Baroque.me by @alexanderchen visualizes the first Prelude from Bach’s Cello Suites by drawing notes as strings
"I created eight strings, as the Prelude’s natural phrasing is in groups of eight notes. The orbiting nodes pluck the strings, like a rotating music box. The user can also grab and throw the nodes off track, and watch the system slowly regain its rhythm. A harp is built around string length, with strings shortening as they ascend in pitch. This piece behaves like an impossible harp, as strings morph to the needed lengths. The looping, eight-note pattern is something we see all the time in grid-based drum sequencers.
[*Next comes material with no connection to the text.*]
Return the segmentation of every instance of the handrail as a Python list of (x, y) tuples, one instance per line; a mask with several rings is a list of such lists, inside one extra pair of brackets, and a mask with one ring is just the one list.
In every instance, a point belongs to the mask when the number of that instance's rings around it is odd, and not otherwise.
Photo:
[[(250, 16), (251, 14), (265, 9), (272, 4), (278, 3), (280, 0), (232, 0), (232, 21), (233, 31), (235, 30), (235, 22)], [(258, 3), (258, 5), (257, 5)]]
Bach’s Prelude is actually very grid-like as well. At every moment, the piece shows a visual snapshot of an arpeggio. It shows which notes change from bar to bar, and which stay the same."
What the Heck Is This Crazy Flexible Nokia Phone?
"It’s only a concept right now and there are no plans to put it into production but the flexible OLED display is more than just for show. When you twist the phone, it can scroll through music and pictures. CNET also says that "bowing it inward or outward zoomed photos in and out or paused and played music". That obviously sounds like a lot more work than just swiping a screen but flexible controls does give room for… flexible controls (there are more options than just what’s on the screen)."
True3D Head Up Display keeps drivers focused on the road
"Instead of one tiny rectangle down by the windscreen wipers, the True3D system uses a 3D projector technology to beam the display across the entire front window of the car. With a standard satnav readout, that would be like pasting a road map over the glass and about as dangerous, but what the True3D system does is blend its readout into what the driver sees on the road in front of the vehicle. It layers a luminous, three-dimensional landscape over the real world so that the information the driver needs is available without distraction."